Comme indiqué dès l'introduction, la composition du roman s'articule autour de personnages qui communiquent et échangent leurs histoires pendant la guerre du Kosovo. Aux éléments vitaux s'ajoutent des éléments épiques où, selon Dije Demiri-Frangu, critique et première lectrice du manuscrit, les personnages tombent amoureux et vivent leur vie. L'auteure a ainsi voulu montrer que même en temps de guerre, la vie est présente, que la guerre sans vie n'a pas de sens, car chacun doit profiter de la liberté.

Pour la promotion du roman « Le Manteau de l'Absent », l'écrivaine Dije Demiri-Frangu et l'auteur, le professeur Arsim Halili, étaient également présents. L'auteure Albina Idrizi a elle-même déclaré que le roman appartenait au public dès sa publication.

« Apparemment, c'est le moment où un auteur réalise que son œuvre n'est plus la sienne, ou du moins la sienne, ce que j'ai vu à travers le prisme du professeur Dije et du professeur Arsim. Le professeur Dije est la première lectrice du manuscrit de ce roman et je la remercie chaleureusement, car je souhaitais la présence d'Arsim, car il aborde une œuvre avec sérieux et ses études sont inversement proportionnelles à sa modestie, presque incroyable à l'époque où nous vivons », a déclaré l'auteur Idrizi.

A propos de son roman, Dije Demiri-Frangu a déclaré que l'auteur, à travers une petite famille, aborde le thème de la guerre au Kosovo.

« Albina, tout simplement, a une manière très spécifique d'aborder la guerre, ici la guerre est le thème, c'est le motif, c'est la cause, mais il est intéressant qu'Albina développe cette grande guerre à travers une petite famille, à travers le destin de petites gens, ceux qui étaient l'avant-garde de la patrie », a déclaré Demiri-Frangu.

Avec toute son expérience en prose, l'auteur, selon le critique, a fait un miracle en tissant ce roman, « qui maintient le lecteur constamment actif ».

« Il attribue toute sa cause, ou son monument littéraire, à un manteau en forme de guerrier. À cela s'ajoutent des passages très poétiques ; il laisse le lecteur actif, lui permettant d'éveiller ses propres émotions, et il ne parle même pas au nom du patriotisme », a ajouté le professeur.

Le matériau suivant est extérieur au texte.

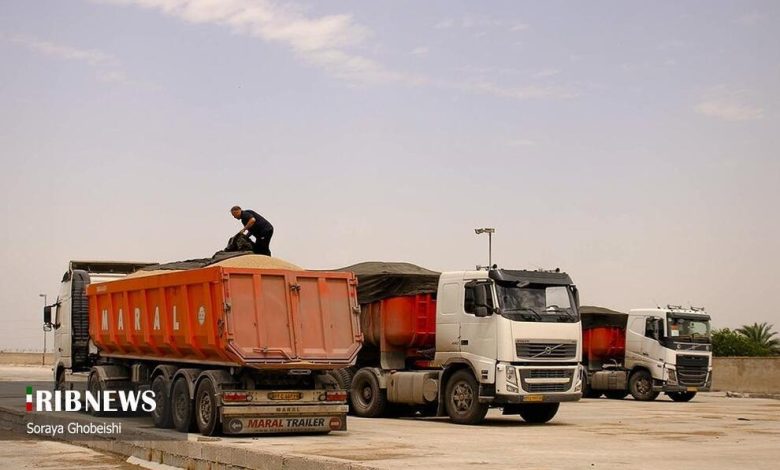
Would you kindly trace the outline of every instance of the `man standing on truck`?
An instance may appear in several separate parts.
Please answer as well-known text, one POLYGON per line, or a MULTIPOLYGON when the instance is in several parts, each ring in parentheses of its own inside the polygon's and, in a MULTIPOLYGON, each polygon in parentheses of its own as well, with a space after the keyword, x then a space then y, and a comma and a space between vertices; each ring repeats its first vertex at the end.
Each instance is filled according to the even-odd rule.
POLYGON ((258 255, 271 256, 270 245, 271 237, 274 235, 274 226, 262 215, 250 209, 242 210, 239 206, 233 206, 230 213, 244 225, 239 233, 247 232, 247 235, 255 236, 252 251, 258 255))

Arsim Halili, concernant l'utilisation des vêtements dans le livre, a déclaré qu'elle n'était pas fortuite. Au contraire, selon lui, il est très courant en littérature de symboliser l'état physique et spirituel des personnages.

"Ce qu'il faut dire, c'est que l'utilisation du symbolisme vestimentaire n'était pas une coïncidence, dans ce cas, je pense que cela est bien pensé par l'écrivain Idrizi, sachant que le symbolisme vestimentaire dans la littérature est un procédé littéraire largement utilisé pour exprimer l'identité, le statut social, l'état d'esprit ou les changements dans le caractère des personnages", a déclaré Arsim Halili.

La publication des œuvres des deux écrivains a été assurée par KOHA Publications, qui vient cette année au Salon du livre avec quatre nouvelles éditions et plus de 150 titres à prix réduits.

La littérature qui traite de la violence en temps de guerre fait souvent office de mémoire vivante et de moyen de se souvenir. Dans le cas de ces deux romans, la violence n'est pas seulement un fait historique ou une expérience personnelle : elle devient un symbole de résistance, de perte, mais aussi d'espoir de justice et de mémoire. Kadriu et Idrizi, chacun à leur manière, ont mis en lumière la dimension humaine des tragédies collectives, donnant la parole à ceux que l'histoire a réduits au silence ou qui sont physiquement absents. À travers leurs récits, le lecteur est invité à remonter le temps, à ressentir le poids de la douleur, mais aussi à comprendre l'importance du récit comme forme de survie culturelle et spirituelle.

La 25e Foire du livre de Pristina se poursuit jusqu'à dimanche, proposant encore plus de nouvelles publications, de discussions, de promotions et de rencontres avec des auteurs connus et émergents. Pour les visiteurs, c'est une occasion rare de se rapprocher de l'écrit et d'observer de près le dynamisme du monde littéraire albanais. Des événements comme celui-ci prouvent que, malgré les défis que la lecture peut rencontrer à l'ère numérique, le livre demeure un puissant pont entre le passé et le présent, entre la mémoire et l'avenir.